Tony Scott est mort. Et comme à chaque fois qu’il est question de parler des frères Scott, on redécouvre son âge. Le cadet avait donc 68 ans, lui qui a réalisé certains des films les plus modernes de la décennie passée. Il n’était donc pas un jeune loup d’Hollywood mais un homme mûr, un artiste réfléchi dont la folie expérimentale s’est retrouvée coincée dans le corps et l’esprit d’un grand-père. Tony Scott était l’un des réalisateurs les plus passionnants de ces dernières années, un papy qui faisait gentiment la leçon aux gamins aux dents longues en les prenant à leur propre jeu et en osant aller bien plus loin que tout ce qu’ils auraient pu imaginer. Pourtant Tony Scott n’a jamais bénéficié de l’aura exceptionnelle de Ridley. Lui n’a jamais réalisé Alien ou Blade Runner, ses succès populaires se nomment Top Gun, Jour de tonnerre et Le flic de Beverly Hills II. L’écurie Bruckheimer, une croix qu’il aura portée jusqu’à la fin mais qu’il n’aura jamais désavouée.

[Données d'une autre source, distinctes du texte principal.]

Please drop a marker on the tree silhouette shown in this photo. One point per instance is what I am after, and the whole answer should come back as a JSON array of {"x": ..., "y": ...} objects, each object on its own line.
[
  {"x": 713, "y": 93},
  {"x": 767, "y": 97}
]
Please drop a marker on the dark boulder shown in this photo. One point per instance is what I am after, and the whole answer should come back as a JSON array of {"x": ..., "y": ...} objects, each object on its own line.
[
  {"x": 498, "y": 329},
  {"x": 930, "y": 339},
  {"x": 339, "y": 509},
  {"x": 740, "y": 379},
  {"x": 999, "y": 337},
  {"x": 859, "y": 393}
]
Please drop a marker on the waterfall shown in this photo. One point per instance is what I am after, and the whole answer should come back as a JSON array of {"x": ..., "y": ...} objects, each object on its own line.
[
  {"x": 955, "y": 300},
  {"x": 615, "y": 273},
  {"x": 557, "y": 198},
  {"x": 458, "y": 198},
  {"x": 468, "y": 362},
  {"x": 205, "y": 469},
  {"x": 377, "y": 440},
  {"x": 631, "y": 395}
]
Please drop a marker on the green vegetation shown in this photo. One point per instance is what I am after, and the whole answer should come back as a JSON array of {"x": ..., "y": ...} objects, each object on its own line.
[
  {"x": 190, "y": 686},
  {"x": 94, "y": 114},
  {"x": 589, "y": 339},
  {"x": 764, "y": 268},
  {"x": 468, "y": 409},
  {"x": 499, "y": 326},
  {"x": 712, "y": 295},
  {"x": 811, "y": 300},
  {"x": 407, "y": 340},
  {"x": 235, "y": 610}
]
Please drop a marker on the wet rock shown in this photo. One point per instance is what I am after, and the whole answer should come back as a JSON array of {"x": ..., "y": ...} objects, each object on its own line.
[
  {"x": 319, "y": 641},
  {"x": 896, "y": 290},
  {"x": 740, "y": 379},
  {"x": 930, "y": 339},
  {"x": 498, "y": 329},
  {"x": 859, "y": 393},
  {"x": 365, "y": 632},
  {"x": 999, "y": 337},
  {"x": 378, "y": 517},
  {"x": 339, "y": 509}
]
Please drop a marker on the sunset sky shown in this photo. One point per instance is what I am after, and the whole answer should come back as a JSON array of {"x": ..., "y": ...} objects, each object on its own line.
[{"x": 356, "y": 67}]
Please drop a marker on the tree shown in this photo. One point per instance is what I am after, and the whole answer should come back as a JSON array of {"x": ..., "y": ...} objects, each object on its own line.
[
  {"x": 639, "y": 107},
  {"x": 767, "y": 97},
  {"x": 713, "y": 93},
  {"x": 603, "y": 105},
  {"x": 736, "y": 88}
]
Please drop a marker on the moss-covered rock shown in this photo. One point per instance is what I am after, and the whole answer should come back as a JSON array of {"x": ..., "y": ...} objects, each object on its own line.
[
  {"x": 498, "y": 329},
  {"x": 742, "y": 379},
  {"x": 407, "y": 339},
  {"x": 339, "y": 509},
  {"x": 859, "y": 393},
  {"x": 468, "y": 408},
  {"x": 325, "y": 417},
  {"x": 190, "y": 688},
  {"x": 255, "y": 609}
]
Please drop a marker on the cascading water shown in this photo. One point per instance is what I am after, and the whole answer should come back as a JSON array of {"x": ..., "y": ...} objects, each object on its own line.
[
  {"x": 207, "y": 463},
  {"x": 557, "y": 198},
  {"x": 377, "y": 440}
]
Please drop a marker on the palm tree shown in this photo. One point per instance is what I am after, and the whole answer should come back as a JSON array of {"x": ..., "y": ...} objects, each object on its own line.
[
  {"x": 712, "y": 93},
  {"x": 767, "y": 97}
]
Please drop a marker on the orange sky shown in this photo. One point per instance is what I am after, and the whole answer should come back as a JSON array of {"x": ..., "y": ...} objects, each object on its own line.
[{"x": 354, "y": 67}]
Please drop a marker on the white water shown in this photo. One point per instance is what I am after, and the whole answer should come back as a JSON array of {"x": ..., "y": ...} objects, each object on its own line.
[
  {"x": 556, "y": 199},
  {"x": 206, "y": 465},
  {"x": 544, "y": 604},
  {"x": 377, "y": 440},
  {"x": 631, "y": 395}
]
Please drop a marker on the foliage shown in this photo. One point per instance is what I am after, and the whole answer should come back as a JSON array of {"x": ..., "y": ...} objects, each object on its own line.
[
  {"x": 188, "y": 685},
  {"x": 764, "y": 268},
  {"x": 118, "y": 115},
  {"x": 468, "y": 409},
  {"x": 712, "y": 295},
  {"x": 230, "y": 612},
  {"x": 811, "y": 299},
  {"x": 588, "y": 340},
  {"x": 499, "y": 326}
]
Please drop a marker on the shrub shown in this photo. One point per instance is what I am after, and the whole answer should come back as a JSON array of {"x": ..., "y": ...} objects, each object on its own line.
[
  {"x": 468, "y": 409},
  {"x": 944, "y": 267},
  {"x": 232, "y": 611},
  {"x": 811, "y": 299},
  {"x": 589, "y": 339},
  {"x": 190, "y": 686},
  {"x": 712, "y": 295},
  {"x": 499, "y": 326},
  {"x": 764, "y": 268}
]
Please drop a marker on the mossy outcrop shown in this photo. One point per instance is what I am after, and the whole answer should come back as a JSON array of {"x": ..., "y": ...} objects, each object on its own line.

Un yes-man appelé pour mettre en scène des films calibrés pour une star, voilà comment était considéré Tony Scott, en plus de ne jamais avoir réussi à se débarrasser de son étiquette de “clippeur”. Pourtant, il fait preuve très tôt d’un sens aigu de la mise en scène et d’une volonté de recherche esthétique, et ce bien avant son premier long métrage, l’incroyable et trop méconnu film de vampires Les Prédateurs, avec Catherine Deneuve et David Bowie. Ses premiers courts/moyens métrages One of the Missing et surtout Loving Memory, pépite gothique sortie en blu-ray de l’autre côté de la Manche, font état d’un réalisateur avec une volonté affirmé d’auteur et non de faiseur. Ce n’est d’ailleurs pas pour rien qu’il a en quelque sorte forgé l’esthétique du cinéma d’action US sur à peu près deux décennies, pour le meilleur comme pour le pire.

Revenge Tony Scott, le dernier samaritain est mort (1944 2012)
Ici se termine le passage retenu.